C’est moi qui suis préposée à la
cuisine pour ce petit exercice, et une fois terminé, j’ai, par curiosité et sans arrière pensée préalable, pesé
les queues : 52 g.
C’est pas bien beaucoup, mais je
me suis dit que j’allais tenter de mettre en valeur ce "déchet".

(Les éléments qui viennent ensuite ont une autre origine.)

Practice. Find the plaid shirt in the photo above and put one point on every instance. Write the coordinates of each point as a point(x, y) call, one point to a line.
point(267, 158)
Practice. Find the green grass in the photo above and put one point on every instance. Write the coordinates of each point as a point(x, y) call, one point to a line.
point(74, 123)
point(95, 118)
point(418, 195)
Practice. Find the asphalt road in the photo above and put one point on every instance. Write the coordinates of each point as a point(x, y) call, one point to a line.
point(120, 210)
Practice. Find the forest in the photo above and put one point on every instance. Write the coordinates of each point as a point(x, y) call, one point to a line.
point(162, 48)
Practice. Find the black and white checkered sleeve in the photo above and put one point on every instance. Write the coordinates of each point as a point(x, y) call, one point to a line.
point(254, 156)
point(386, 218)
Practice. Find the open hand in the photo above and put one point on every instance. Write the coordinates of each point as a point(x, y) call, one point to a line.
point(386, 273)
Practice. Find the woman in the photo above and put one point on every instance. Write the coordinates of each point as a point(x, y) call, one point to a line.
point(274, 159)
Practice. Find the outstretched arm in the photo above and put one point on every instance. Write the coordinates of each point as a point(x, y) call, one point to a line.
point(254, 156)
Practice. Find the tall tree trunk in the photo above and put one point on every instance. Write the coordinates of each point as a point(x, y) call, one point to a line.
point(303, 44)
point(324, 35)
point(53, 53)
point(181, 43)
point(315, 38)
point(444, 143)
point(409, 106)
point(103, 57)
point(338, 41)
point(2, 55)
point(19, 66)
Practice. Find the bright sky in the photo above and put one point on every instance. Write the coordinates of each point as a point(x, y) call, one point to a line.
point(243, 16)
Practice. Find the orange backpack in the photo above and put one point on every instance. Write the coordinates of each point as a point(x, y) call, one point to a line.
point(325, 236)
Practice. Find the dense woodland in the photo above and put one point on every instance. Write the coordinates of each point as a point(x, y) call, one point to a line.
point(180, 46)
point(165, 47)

J’ai fait cuire 15 mn, à petits bouillons, dans 25 cl d’eau avec 1/3 de tablette de bœuf.
Ensuite direction mini robot pour
écrabouiller tout ça, avec très peu de jus de cuisson. (sinon, ça gicle partout, croyez-moi sur parole !)
Je prélève environ 10 cl, dilue 1g d’agar agar, fais bouillir à petits frémissements durant 1mn30 et
verse dans le reste du jus. J’ajoute 50 g de crème fraîche et répartis dans mes verrines
pour une base panacotta.
La couleur me parait un peu pâlotte, j’ajoute du colorant VERT, de façon plus ou moins généreuse. Il aurait fallu le faire
avant. Direction le frigo pour la nuit (qui, paraît –il, porte
conseil).CE MATIN :
La préparation étant ferme mais moelleuse, je démoule sur une assiette décorée avec du curcuma, passé au travers du presse citron (ICI)
Je fais cuire un œuf dur et l’écrase grossièrement avec de l’ail, de la persillade et un peu de mayo. Trois petites quenelles surmontées d’une languette de tomate séchée.Il tombe des cordes, c’est affreux ! N’écoutant que mon courage, je pars au jardin (aquatique) glaner ciboulette, basilic et pourpier.
Voili, voilou : j’avoue que je suis, en toute modestie, plutôt fière de moi. C’était joli à regarder et bien bon à déguster !
Ma PANACOTTA de queues de haricots verts est née.